The real reason we had come to Banff was to experience the Canadian Rockies. We decided to take a trip up towards Jasper National Park, which is a couple of hour’s spectacular drive north of Banff. The 93 highway turns into the Icefields Parkway, a truly stunning route that takes you past pristine lakes, snow-dusted mountain tops and eventually the Athabasca Glacier—the true highlight. A short walking path takes you right up to the edge of the glacier, which although receding, is still huge. Keep on driving 80km or so and you will end up at Athabasca Falls, a small group of waterfalls well worth a visit too.

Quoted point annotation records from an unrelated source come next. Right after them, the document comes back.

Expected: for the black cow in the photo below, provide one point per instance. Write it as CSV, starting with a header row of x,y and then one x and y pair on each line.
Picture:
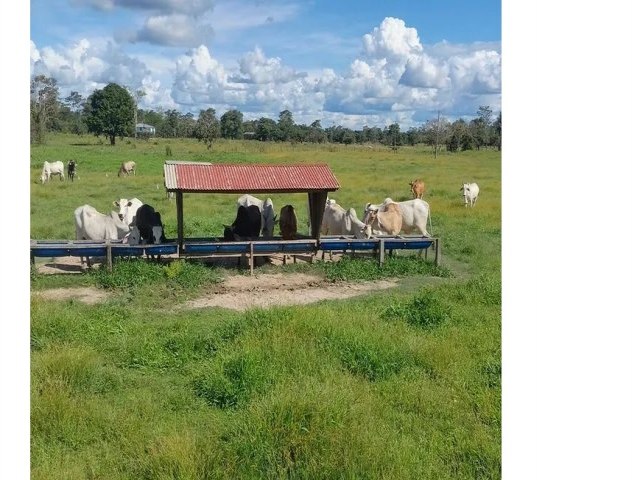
x,y
147,220
71,169
246,225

Athabasca Glacier seen from a distance

One thing that struck us whilst travelling through this mostly unspoilt landscape was the sheer number of tourists. We arrived at the end of the season, in early October, yet there were still thousands of tourists in the town of Banff and dozen of coaches shuttling tour groups around. We were of course part of the problem, but we couldn’t help but think that the volume of tourists detracted somewhat from the experience.

From the drive back to Banff from the Icefields Parkway

That evening, we returned to Banff and had some excellent Greek food at the Balkan Restaurant (120 Banff Ave), before rolling into bed for a some well-earned rest for our drive to Kamloops, British Columbia the next morning.